### This notebook aims to evaluate the effectiveness of randomized smoothing methods applied on OoD detectors.

The raw experiment results should be stored in the `results/benchmark/rand_seed/model/variant/dataset/rs_scores/` folder aforehand. To regenerate the OoD scores, please run `randomized_smoothing_test.py`.

Specifically, this notebook analyses the raw experiment results and provides a summary of the OoD detectors' performance (FPR95) and robustness (average DAE rate) metrics applying 3 methods:
- Normal test
- Randomized smoothing - Majority voting 
- Randomized smoothing - Averaging

The result files are saved in the `results/eval/randomized_smoothing/` folder.

In [237]:
import numpy as np
import yaml
import pandas as pd
import os
import time
import torch
from torch.utils.data import DataLoader

os.chdir(os.path.dirname(os.getcwd()))
print("Current working directory: ", os.getcwd())
from utils.eval import get_thr_tpr

def df_sorted(df, sorter_dict):
    for col, sorter in sorter_dict.items():
        df[col] = df[col].astype("category")
        df[col] = df[col].cat.set_categories(sorter, ordered=True)
    df = df.sort_values(list(sorter_dict.keys())).copy()
    return df

# Load configs: benchmarks, model variants, OoD datasets and save directory.
with open('config.yaml', 'r') as f:
    configs = yaml.safe_load(f)

score_functions = configs["score_functions"]
perturb_functions = configs["perturb_functions"]
rand_seed = configs["rand_seed"]
batch_size = configs["batch_size"]
n_seeds = configs["n_seeds"]
n_sampling = configs["n_sampling"]
n_rs = configs["n_randomized_smoothing"]

method_sorter = ["seed", "perb", "voting", "avg"]
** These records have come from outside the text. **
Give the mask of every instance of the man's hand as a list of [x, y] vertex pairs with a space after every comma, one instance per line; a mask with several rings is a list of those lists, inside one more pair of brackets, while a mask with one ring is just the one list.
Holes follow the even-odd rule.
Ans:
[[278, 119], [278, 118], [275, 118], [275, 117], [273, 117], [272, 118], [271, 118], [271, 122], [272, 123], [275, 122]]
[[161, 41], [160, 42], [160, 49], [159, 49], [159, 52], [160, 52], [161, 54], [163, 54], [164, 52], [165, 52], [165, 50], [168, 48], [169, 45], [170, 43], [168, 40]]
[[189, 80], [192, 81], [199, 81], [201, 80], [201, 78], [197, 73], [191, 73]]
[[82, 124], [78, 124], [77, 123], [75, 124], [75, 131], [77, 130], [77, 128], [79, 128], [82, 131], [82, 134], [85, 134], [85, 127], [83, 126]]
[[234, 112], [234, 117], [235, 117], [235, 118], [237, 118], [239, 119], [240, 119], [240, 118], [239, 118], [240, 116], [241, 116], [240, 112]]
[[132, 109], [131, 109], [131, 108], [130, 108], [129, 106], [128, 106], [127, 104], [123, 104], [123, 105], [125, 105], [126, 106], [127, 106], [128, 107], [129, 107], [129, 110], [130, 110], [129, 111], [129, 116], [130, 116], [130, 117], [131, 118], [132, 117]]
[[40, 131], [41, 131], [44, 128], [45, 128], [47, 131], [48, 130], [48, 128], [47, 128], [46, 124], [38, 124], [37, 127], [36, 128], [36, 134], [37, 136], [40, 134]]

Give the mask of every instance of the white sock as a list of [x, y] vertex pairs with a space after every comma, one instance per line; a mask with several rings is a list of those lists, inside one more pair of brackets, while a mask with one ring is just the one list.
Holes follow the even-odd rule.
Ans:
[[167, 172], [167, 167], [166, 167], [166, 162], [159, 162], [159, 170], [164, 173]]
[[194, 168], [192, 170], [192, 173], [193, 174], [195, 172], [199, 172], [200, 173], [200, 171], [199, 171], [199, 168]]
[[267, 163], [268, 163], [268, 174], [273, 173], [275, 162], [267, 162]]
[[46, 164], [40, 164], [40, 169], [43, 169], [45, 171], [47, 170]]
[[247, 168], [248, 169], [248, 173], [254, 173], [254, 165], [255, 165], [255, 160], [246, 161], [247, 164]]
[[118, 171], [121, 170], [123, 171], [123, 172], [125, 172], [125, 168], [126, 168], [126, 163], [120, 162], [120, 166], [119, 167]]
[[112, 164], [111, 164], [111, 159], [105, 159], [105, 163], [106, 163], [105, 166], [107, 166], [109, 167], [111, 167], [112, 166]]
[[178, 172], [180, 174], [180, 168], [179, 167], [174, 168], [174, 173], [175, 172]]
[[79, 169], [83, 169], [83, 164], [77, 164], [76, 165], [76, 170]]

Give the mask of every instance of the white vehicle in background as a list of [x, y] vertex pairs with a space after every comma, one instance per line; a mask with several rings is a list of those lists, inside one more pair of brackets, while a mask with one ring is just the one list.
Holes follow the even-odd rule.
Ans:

for benchmark in configs["benchmark"]:
    print("========================================")
    print("Benchmark:", benchmark)
    
    ood_datasets = configs["benchmark"][benchmark]["ood_datasets"]
    dataset_sorter = ["average", benchmark] + ood_datasets
    
    for model_name in configs["benchmark"][benchmark]["model"]:
        print("========================================")
        print("Model:", model_name)
        for variant, weight_name in configs["benchmark"][benchmark]["model"][model_name].items():
            
            save_dir = os.path.join("results", "eval", "randomized_smoothing")
            if not os.path.exists(save_dir):
                os.makedirs(save_dir)
            print("----------------------------------------")
            print("Variant:", variant)
            df_fpr95_all = pd.DataFrame()
            df_dae_all = pd.DataFrame()
            df_acc = pd.DataFrame()
            df_mae = pd.DataFrame()

            rlt_dir = os.path.join("results", benchmark.lower(), str(rand_seed), model_name, variant, benchmark, "scores")
            filepath_all = os.path.join(rlt_dir, "temp_all_scores.csv")
            if(not os.path.exists(filepath_all)):
                continue
            thr_dict = get_thr_tpr(filepath_all, score_functions=score_functions, tpr=0.95)
            
            for dataset in [benchmark]+ood_datasets:
                print("Dataset:", dataset)
                rlt_dir = os.path.join("results", benchmark.lower(), str(rand_seed), model_name, variant, dataset, "scores")
                rs_rlt_dir = os.path.join("results", benchmark.lower(), str(rand_seed), model_name, variant, dataset, "rs_scores")
                filepath = os.path.join(rlt_dir, "temp_scores.csv")
                if (not os.path.exists(filepath)):
                    continue
                df_temp = pd.read_csv(filepath).copy()
                df_temp_ood = df_temp[["idx", "y_true", "y_pred"]].copy()
                for score_func in score_functions:
                    if (f"{score_func}_score" in df_temp.columns) and (f"{score_func}_score" in thr_dict):
                        df_temp_ood[f"{score_func}_ood"] = df_temp[f"{score_func}_score"] > thr_dict[f"{score_func}_score"]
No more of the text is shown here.